Back inside, I took my usual desk chair and tried to snuggle into it with my Kindle. But I couldn’t get comfortable. Every position I tried just amplified the wretched deterioration of my body, this rusted machinery that once shone so brightly powerful and resilient. I finally gave up and lay back down, setting aside my book and just staring at the ceiling. I tried to think about my children, looking to see them in the bright daylight of sunny times. But for some reasons, I just couldn’t snap into the recollections that have so often made me smile, lifting my spirits as I pictured them laughing and animating my life.
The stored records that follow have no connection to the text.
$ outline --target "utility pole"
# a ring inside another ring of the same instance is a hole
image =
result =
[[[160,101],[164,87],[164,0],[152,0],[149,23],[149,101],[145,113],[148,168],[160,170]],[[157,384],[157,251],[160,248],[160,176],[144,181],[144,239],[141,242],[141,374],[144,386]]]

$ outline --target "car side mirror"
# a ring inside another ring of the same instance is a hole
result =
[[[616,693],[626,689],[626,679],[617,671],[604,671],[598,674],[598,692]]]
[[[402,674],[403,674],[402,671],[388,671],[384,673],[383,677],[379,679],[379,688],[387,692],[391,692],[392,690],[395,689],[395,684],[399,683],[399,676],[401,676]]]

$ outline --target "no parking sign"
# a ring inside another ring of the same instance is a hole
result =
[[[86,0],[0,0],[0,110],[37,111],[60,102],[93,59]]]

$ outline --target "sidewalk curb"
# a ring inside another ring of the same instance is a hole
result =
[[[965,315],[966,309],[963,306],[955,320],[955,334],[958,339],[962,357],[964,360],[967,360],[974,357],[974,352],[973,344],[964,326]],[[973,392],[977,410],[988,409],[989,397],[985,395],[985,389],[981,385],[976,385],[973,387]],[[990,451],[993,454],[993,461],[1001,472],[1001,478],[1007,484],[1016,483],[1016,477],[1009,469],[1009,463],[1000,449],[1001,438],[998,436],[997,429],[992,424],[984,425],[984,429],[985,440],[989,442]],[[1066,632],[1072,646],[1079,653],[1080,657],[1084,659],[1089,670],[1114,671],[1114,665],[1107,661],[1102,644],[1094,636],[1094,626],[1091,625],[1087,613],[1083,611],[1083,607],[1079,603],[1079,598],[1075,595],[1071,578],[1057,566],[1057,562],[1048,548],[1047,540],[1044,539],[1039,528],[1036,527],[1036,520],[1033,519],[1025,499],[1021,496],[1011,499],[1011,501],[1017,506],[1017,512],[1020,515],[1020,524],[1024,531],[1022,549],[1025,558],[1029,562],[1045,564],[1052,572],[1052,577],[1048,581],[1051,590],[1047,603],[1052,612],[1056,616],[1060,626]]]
After a while I gave that up and relegated myself to the television. Rain had begun to fall. Not a downpour, but a chilling mist that seemed to take forever to settle and wet the yard. The sky seems to feel the same as I do, its clouds more a lament than a function of weather. They seem to droop in the sky in a grumbling force march, as if going to meet an unseen doom. Blah and double blah. How come my eyes are stinging and blurring at their periphery? I’m not going to cry, am I? What for? It’s not like there’s something wrong. I just feel down. It’ll fade and I will return to my senseless routine of watching the minutes pass, right? Soon a joke will come to mind and I will laugh out loud, startling my wife because it comes from nowhere. “What?” she’ll say. I’ll tell her and we’ll both giggle and think of other things that make us smile. But I can’t think of anything funny. I can’t even think. There’s just this heavy canvass wrapping me up like some kind of depressing cocoon.
I turn on the television. The TV guide list seems to only contain entries of heartrending stories of this or that depressing thing, stories of love lost or gone so wrong. I want them all to just shut up and quit whining, they’re only making it worse for me. I don’t want to hear about problems and suffering, for crying out loud, I’m trying to use the television to escape that crap. It occurs to me that television has nothing new to offer anyway. Most all of it is merely a rehashed story written ages ago and repeatedly plagiarized over and over to make the story all new and improved. Except it doesn’t. And to think people actually get paid for producing that junk. I try to listen to music, perhaps it will soothe my savage breast, whatever the hell that is, but it just sounds too loud and moves too quickly. It’s an irritant not unlike that fifth cup of coffee in a row. My nerves are jangled and I want to snarl and snap at someone. Maybe I should go find a puppy and kick it. Then I’ll get angry with myself and feel at least something. But thinking of a dog makes me think about the one I had, and I grow lonely for him, missing him and feeling even more low than before. If he were here he would be sitting before me, looking at me with concerned eyes, resting his head on my knee. I would pull him up and hug him and feel better. It always worked before. But he’s gone, taking a long, long rest and won’t be coming back.
The sun is high overhead now. I’ve managed to pass half of the day. But still my breath comes in sighs, and I stare the long stare into infinity, focusing my deadpan face on nothing. In my power chair I roll from room to room, just occupying space. I’m alone. The house is silent but for the occasional bustle of the central air, and it too seems to sigh in recognition of what an empty day this is. My wife has gone to ride herd on her grandchildren. She adores them and loves the time she spends. But she will come home exhausted by their exuberant antics to fall over in bed and nap her way through the evening. It’s such a repetitious thing that even thinking about it just adds more weight to the sea of sameness whose waves make a tedious cadence. I wish the night would come. I wish it would rush past, dragging the veil of darkness that will obscure the grayness so pervasive that it starts at one horizon and flows through me to the other.
The telephone rang and I looked at the clock as I reached for it. It was five o’clock. It brightened me a bit to think the day was waning. “Hello?” I said into the phone. There was no one there. I waited after repeating my greeting and then clicked off. Perhaps it was just a kind of alarm. An indicator that the day was over. Perhaps it was permission to feel something, feel anything that might give the day some meaning. When I finally lay down and closed my eyes later though, I still felt that dragging funk. In my bed I thought again about my children and as I fell asleep I finally smiled.